Additional data showed that after induction, the response rates were similar in fit, intermediate-fit, and frail patients at 71%, 74%, and 76%, respectively. No significant differences were noted in these groups regarding median PFS, at 14.1 months, 14.8 months and 12.2 months, respectively. Sixty percent (n = 102) of patients completed the induction phase of treatment and then proceeded to maintenance therapy with ixazomib; 18% of patients upgraded their response during maintenance.

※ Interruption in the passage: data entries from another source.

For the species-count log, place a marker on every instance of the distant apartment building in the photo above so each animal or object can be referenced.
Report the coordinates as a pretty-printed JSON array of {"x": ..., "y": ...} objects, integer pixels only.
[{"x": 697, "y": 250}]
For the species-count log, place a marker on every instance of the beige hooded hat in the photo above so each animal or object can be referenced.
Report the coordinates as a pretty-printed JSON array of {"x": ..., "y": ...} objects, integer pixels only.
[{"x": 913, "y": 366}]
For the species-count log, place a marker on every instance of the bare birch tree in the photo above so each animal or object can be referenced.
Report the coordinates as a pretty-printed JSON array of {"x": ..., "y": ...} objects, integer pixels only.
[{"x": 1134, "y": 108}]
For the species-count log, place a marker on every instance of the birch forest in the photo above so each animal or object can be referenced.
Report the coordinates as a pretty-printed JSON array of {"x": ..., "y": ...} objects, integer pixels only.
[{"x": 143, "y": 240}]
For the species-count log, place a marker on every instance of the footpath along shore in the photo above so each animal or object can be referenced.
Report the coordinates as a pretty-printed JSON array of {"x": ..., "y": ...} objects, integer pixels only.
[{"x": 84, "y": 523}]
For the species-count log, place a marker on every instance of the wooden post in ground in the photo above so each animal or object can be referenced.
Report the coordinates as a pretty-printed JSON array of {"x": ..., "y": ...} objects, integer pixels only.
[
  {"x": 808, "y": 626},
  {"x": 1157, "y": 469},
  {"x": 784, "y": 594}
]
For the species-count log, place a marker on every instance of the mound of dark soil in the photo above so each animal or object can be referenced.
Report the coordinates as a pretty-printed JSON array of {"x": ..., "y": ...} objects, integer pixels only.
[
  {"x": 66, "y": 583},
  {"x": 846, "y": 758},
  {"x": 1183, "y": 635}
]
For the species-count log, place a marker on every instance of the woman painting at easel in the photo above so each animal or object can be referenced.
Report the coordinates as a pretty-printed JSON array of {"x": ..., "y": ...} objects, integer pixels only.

Grade 3/4 nonhematological adverse events (AEs) were highest in the ITd arm (45%) compared with the ICd (17%), IBd (36%), and Id (17%) arms. Nonhematological AEs in the induction phase occurred more often in frail patients (37%) compared with the intermediate-fit (26%) and fit (24%) patients. Frail patients also had a higher risk of treatment discontinuation (21%) vs intermediate-fit (9%) and fit patients (11%).

Reference:

Mina R, Larocca A, Corradini P, et al. Ixazomib-based induction followed by single-agent ixazomib maintenance in transplant ineligible, newly diagnosed multiple myeloma patients: updated results of the EMN10-UNITO trial. Presented at: 2nd European Myeloma Network Meeting; March 3-6, 2021; virtual. Abstract P28.